Ox Baker only came once while I was following wrestling. I have a theory about why he came to town. He was an East Coast wrestler. I read about him, because he wasn’t local. And one day, he’s being interviewed, and he was this big scary guy I’d only seen pictures of. My theory is that he had either lost a loser-leave-town match or wanted to visit a relative in southern California, so he was picking up work. I think that’s what you do in wrestling: “Hold on, I’ve got to go to California. My niece is getting married. I’ll be there for two weeks. Can you set me up with two weeks of work?” I was terrified of him. That story that the song is about is about actually being scared and of being dumped by the roadside.
Some of your songs are about surviving domestic abuse and physical pain. Do you think that wrestling appealed to you as a kid because there’s a sense of control and this clear delineation between good and evil?
No doubt. I like good guys. There’s one line in the Chavo Guerrero song about how I like good guys because they did what was right and they punish people. That was the immediate and direct appeal.

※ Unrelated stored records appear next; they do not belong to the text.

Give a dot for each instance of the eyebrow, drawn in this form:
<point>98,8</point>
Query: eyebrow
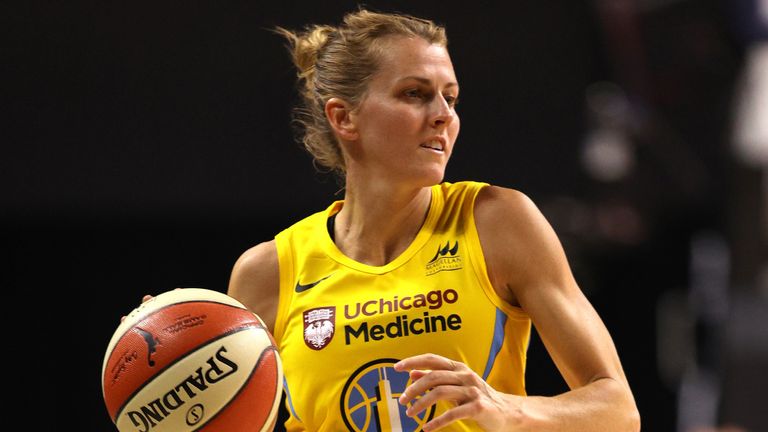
<point>426,81</point>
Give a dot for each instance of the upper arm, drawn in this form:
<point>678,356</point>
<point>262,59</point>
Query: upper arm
<point>255,281</point>
<point>528,267</point>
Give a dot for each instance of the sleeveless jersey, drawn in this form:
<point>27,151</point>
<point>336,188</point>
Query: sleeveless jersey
<point>342,325</point>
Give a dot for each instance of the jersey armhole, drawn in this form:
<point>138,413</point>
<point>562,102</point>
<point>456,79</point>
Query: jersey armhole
<point>477,258</point>
<point>286,271</point>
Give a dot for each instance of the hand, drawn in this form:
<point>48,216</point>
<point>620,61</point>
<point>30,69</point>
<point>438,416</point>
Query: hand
<point>453,381</point>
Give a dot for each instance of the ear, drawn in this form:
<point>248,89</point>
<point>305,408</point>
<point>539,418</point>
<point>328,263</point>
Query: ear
<point>340,116</point>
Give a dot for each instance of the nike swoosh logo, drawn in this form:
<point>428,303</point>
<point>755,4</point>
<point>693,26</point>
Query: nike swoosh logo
<point>302,288</point>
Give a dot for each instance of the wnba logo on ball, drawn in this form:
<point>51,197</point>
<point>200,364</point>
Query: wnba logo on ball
<point>369,400</point>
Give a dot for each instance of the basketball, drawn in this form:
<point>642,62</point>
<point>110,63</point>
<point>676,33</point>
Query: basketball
<point>192,359</point>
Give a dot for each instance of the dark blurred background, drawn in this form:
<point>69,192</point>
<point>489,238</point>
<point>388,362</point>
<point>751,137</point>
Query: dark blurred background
<point>145,145</point>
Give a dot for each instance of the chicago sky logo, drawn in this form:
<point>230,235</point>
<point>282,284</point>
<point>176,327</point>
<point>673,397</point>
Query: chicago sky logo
<point>319,326</point>
<point>446,258</point>
<point>369,400</point>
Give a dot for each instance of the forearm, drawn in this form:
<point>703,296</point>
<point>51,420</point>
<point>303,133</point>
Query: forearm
<point>603,405</point>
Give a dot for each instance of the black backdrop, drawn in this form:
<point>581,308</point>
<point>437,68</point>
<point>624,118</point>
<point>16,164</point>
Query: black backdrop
<point>148,144</point>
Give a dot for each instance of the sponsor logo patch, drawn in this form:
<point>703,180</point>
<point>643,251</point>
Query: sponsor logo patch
<point>319,326</point>
<point>447,258</point>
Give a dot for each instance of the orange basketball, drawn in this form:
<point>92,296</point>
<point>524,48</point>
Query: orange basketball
<point>192,360</point>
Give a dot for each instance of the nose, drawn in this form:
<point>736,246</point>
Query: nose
<point>442,113</point>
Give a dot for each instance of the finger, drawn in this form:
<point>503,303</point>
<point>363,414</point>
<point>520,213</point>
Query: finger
<point>427,361</point>
<point>430,381</point>
<point>458,413</point>
<point>450,393</point>
<point>417,374</point>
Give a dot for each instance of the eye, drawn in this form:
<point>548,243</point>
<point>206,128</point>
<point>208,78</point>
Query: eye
<point>414,93</point>
<point>451,100</point>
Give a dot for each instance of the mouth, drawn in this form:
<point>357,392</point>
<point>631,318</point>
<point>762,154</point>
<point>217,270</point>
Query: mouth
<point>435,145</point>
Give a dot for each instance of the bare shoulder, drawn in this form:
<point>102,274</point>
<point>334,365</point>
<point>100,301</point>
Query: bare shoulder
<point>255,281</point>
<point>520,246</point>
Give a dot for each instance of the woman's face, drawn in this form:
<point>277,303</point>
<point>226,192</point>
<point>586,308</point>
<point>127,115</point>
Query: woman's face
<point>407,122</point>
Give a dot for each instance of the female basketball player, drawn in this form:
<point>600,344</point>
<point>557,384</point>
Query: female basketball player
<point>408,305</point>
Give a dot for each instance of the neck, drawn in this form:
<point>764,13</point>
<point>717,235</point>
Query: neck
<point>377,223</point>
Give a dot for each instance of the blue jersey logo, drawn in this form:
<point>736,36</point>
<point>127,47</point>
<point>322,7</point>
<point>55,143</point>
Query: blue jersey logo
<point>369,400</point>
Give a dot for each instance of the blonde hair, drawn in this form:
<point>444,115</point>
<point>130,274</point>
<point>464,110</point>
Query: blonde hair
<point>339,62</point>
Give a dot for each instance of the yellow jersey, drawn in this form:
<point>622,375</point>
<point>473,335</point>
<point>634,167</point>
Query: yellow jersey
<point>341,325</point>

There’s a metal quality to it. With something evil, even if you’re outraged, it’s incredibly thrilling. The evil guys keep hitting a guy, even after he passes out in wrestling. You can’t do that in boxing or anywhere else. But this happens in wrestling all the time. And you sit there and go, “Oh my God! That is fucked up! That is fucked up!” and there is something that is so appealing about that, in the way of horror movies, that you get to watch somebody do something unspeakable.
However, it is sort of also when you realize it is kayfabe; this can’t be true, otherwise that person would be dead or never wrestle again. But you get to seriously experience this world in which horrible punishment can be doled out, and then they can get back up. They can have this miracle, and be like, “Oh, I might have passed out, but I’m outraged. And I out-rage my enemies and my body, and I get up and go back to the bad dudes.” It was so thrilling to have that.
One of your testing grounds for new songs seems to be The Pinhook. What’s it like to present new things to a tiny club in Durham?
I think the ones I played there were not ones that made the cut. I played “Heel Turn 1” at The Pinhook. I don’t get out of the house that much, so it feels nice because it’s sort of what I’m used to. Used to be, I’d show up at Munchies and play a 20-minute set, nine-tenths of which would be new stuff. Half of it would never get recorded.
For me, those were fun shows. There was always the thrill of having no idea how it was going to go over, and when there was something new and good and you could feel people connect, that was a whole different way of relating to a show than showing up, and people paying a ton of money to get in. They’ve got songs they want to hear, the songs you know work, so on and so forth.
At The Pinhook, I’m gonna play for two-and-a-half hours anyway. So, maybe I have half-an-hour to play around. It also doesn’t have the same ego payoff. There’s something realer about saying, “Well, here are some songs. We’ll see how they go.”
And you didn’t have to worry about everyone recording your every move and uploading it to YouTube, either.
You can’t do that anymore. As late as 1999, I’d go out and be excited to play new songs, but now everybody shares with everybody, whether it’s played well or not. That is one of the fun things that the Internet has taken away from us. Bands, not me, talk with their managers about whether they’re going to play a new song, which is just so sterile and gross, right?
We used to routinely go out and say, “Well, this first song is one that you’ve never heard before,” and nobody would hear it outside of that room. That was fun. You can sort of do that around here, but you can’t be sure somebody’s not going to upload the entire show.
It’s a good problem to have. There are bands who are like, “Please don’t complain that people want to record your music.” I don’t disagree with that. People tend to reduce all the discussions to are you for or against? Most things we’re talking about are more complicated than for or against.